Disposal of hospital and other medical waste requires special attention since this can create major health hazards. This waste generated from the hospitals, health care centres, medical laboratories, and research centres such as discarded syringe needles, bandages, swabs, plasters, and other types of infectious waste are often disposed with the regular non-infectious waste.

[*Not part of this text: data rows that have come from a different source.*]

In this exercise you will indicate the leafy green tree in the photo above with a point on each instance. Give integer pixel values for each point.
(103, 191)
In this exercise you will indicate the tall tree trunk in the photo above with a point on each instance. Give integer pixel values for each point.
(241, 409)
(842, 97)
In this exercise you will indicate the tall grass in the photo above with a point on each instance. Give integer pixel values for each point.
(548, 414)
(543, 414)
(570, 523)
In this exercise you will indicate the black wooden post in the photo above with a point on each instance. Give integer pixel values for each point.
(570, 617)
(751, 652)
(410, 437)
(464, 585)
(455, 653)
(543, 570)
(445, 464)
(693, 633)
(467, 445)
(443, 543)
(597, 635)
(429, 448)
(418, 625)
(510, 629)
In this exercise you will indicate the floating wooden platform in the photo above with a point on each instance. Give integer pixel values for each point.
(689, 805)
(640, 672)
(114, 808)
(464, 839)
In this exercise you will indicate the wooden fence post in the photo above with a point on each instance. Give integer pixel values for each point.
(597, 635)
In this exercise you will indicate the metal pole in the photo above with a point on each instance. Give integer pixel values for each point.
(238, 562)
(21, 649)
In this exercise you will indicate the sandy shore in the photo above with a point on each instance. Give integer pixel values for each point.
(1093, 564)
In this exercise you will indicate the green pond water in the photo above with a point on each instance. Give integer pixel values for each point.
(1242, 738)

Waste treatment and disposal sites can also create health hazards for the neighbourhood. Improperly operated incineration plants cause air pollution and improperly managed and designed landfills attract all types of insects and rodents that spread disease. Ideally these sites should be located at a safe distance from all human settlement. Landfill sites should be well lined and walled to ensure that there is no leakage into the nearby ground water sources.

Recycling too carries health risks if proper precautions are not taken. Workers working with waste containing chemical and metals may experience toxic exposure. Disposal of health-care wastes require special attention since it can create major health hazards, such as Hepatitis Band C, through wounds caused by discarded syringes. Rag pickers and others who are involved in scavenging in the waste dumps for items that can be recycled, may sustain injuries and come into direct contact with these infectious items.

Occupational hazards associated with waste handling are various Infections like
  • Skin and blood infections resulting from direct contact with waste, and from infected wounds.
  • Eye and respiratory infections resulting from exposure to infected dust, especially during landfill operations.
  • Different diseases that results from the bites of animals feeding on the waste.